Ainsi, la crise des vocations a-t-elle une conséquence inattendue ; elle fait entrer pleinement les Missions Étrangères de Paris dans l’âge de la communication moderne. Faut-il voir pour autant, dans les stratégies du recrutement, comme dans le recours aux technologies de l’édition audiovisuelle et de l’information, les signes d’une sécularisation ?

Notes
1914.

Père Chatelain, M.E.P., (1905-1983) missionnaire en Chine, tournée dans l’Aveyron, lettre du 30 / 05 / 1945 ; il écrit également : « Il y a surtout dans les villes, les groupes de jeunesse, JEC, JOC, JAC, dans lesquels on trouve généralement l’atmosphère la plus favorable à tout ce qui est apostolat », DB 54 - 1945-1946 / 5.

1915.

Père Flachère, DB 54-1938 / 5.

1916.

Les caractéristiques de la Société des M.E.P.

1917.

Ibid.

1918.

Père Cuenot.

1919.

Les caractéristiques de la Société des Missions étrangères.

1920.

DB 54-1933 / 5.

1921.

Lettre du Père Bonis, M.E.P. (1899-1959), missionnaire en Inde, au Père Sy, le 27 octobre 1938, DB 54 -1938 / 24.

1922.

Quelques recommandations à MM. les propagandistes.

1923.

Compte-rendu de la réunion sur le recrutement.

1924.

DB 54-1943 / 6.

1925.

Supérieur du petit séminaire de Fuans (Doubs) au Père Beaudeaux, 28 avril 1942, DB 54 – 1942 / 11.

1926.

Lettre d’un élève du Collège St-Joseph de Sarlat (Dordogne) DB 54 – 1944 / 7. Dans Les armes d’une mobilisation.
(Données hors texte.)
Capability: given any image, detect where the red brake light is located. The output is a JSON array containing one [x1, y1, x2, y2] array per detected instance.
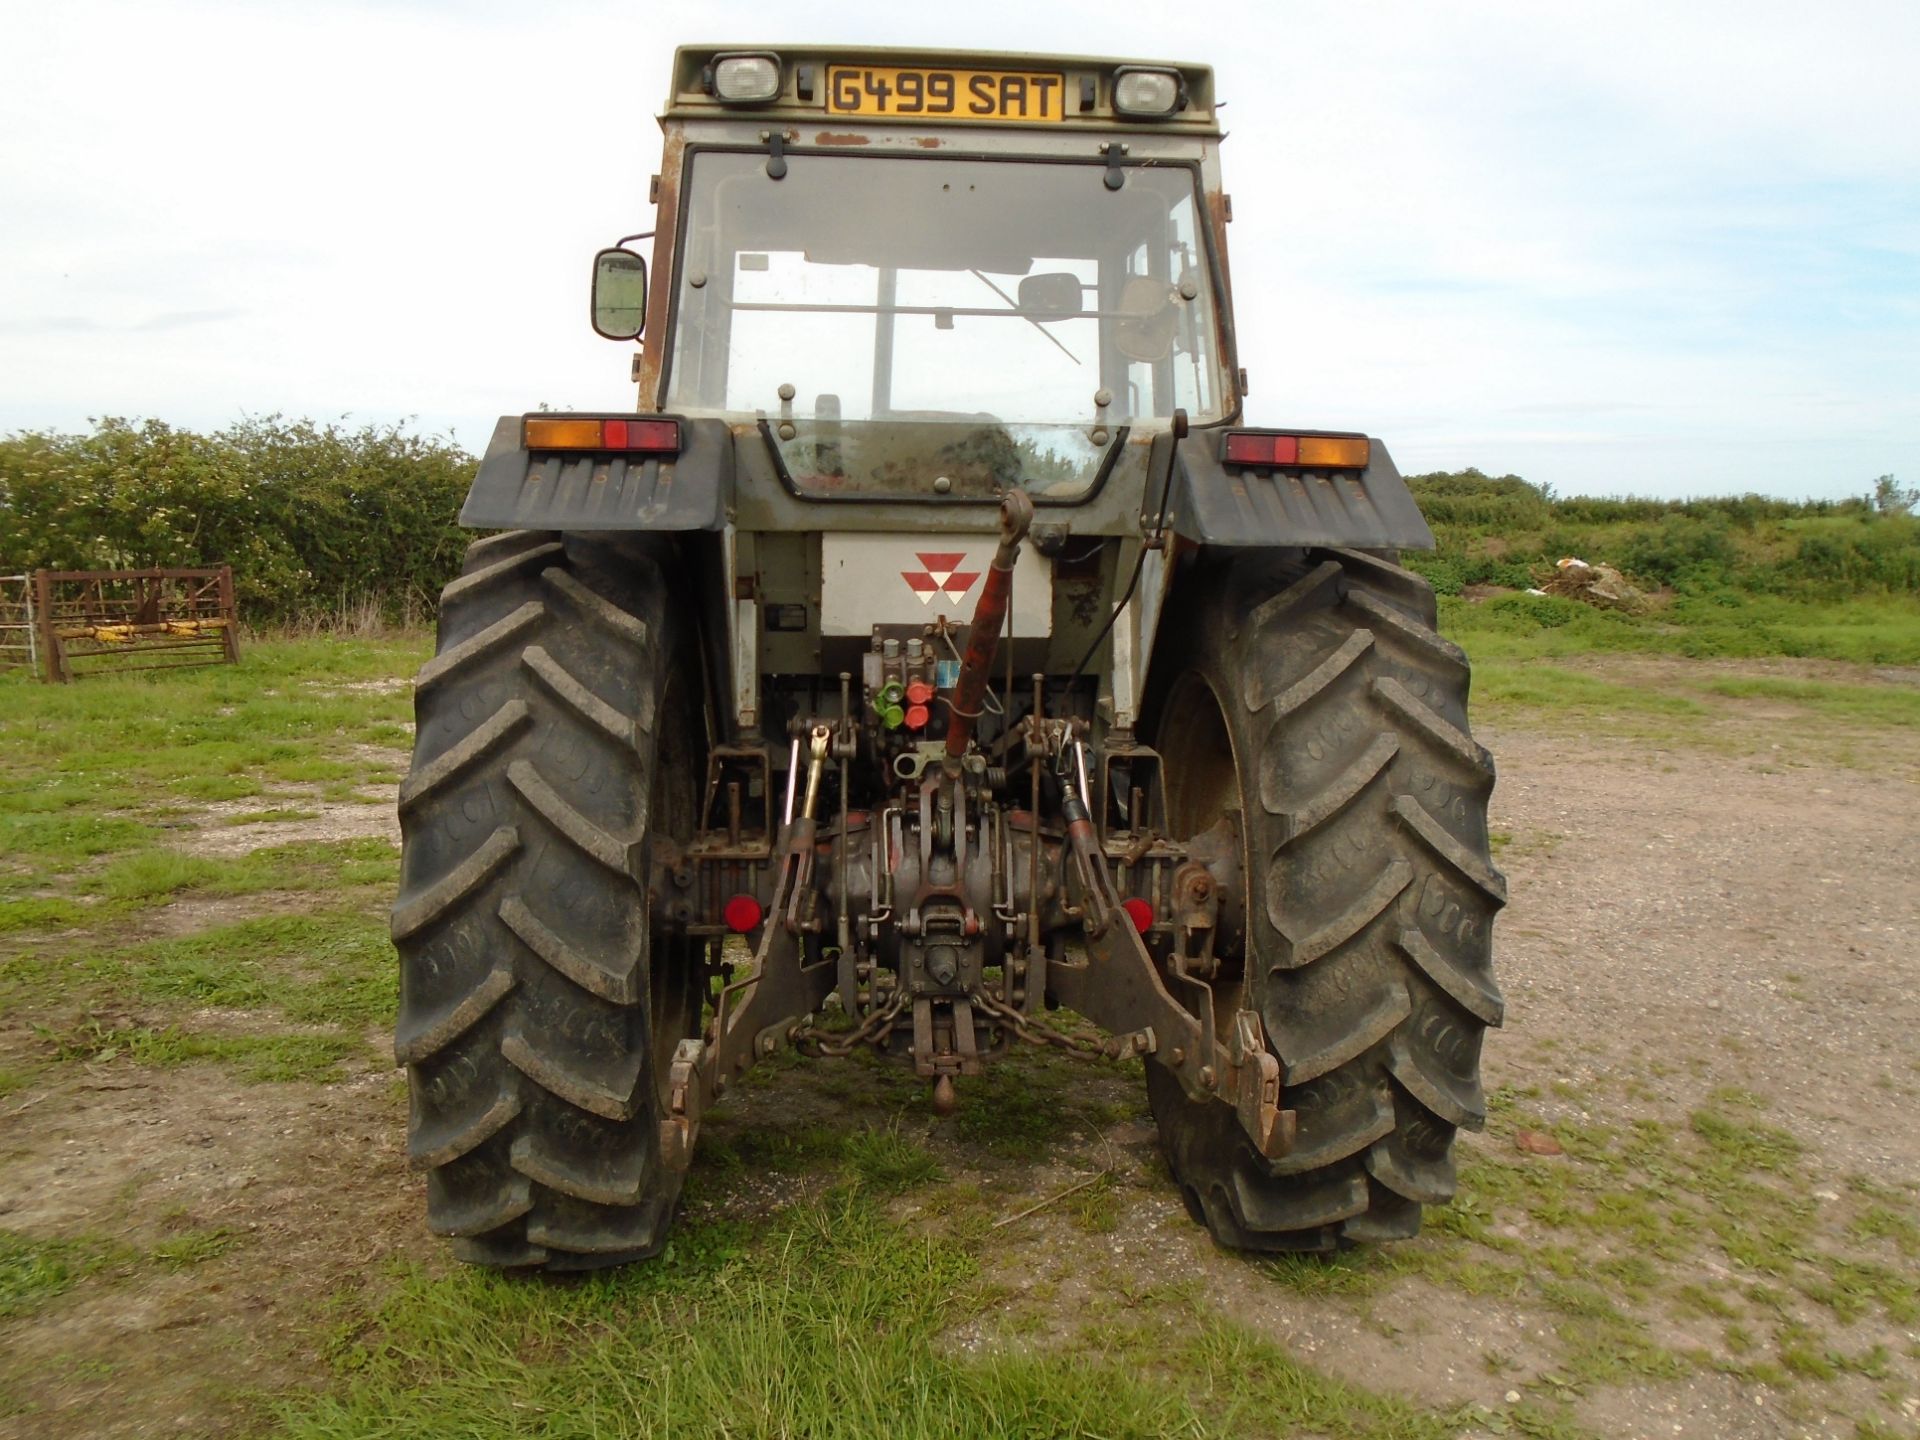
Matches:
[[603, 419, 680, 452], [1223, 432, 1298, 466]]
La littérature missionnaire de la fin du XIX e siècle à 1940, Labor, 1995, Jean Pirotte a montré le rôle de la ligue Pro apostolis, et de la revue belge du même nom, destinées aux adolescents de l’enseignement secondaire; fondée en 1913 à Turnhout, la ligue réunissait des jeunes gens qui voulaient prier ensemble pour les missions.

1927.

Courrier adressé à l’abbé C., professeur au petit séminaire de Maiche (Doubs) DB 54 – 1941 / 10.

1928.

Lettre du Père Beaudeaux, 29 octobre 1942, DB 54 – 1942 / 27. Il signale dans cette même lettre l’envoi de films sur la Thaïlande, l’Inde, la Malaisie, le Manchu Kuo.

1929.

Père Gérard.

1930.

Père Prouvost, Rapport sur la propagande.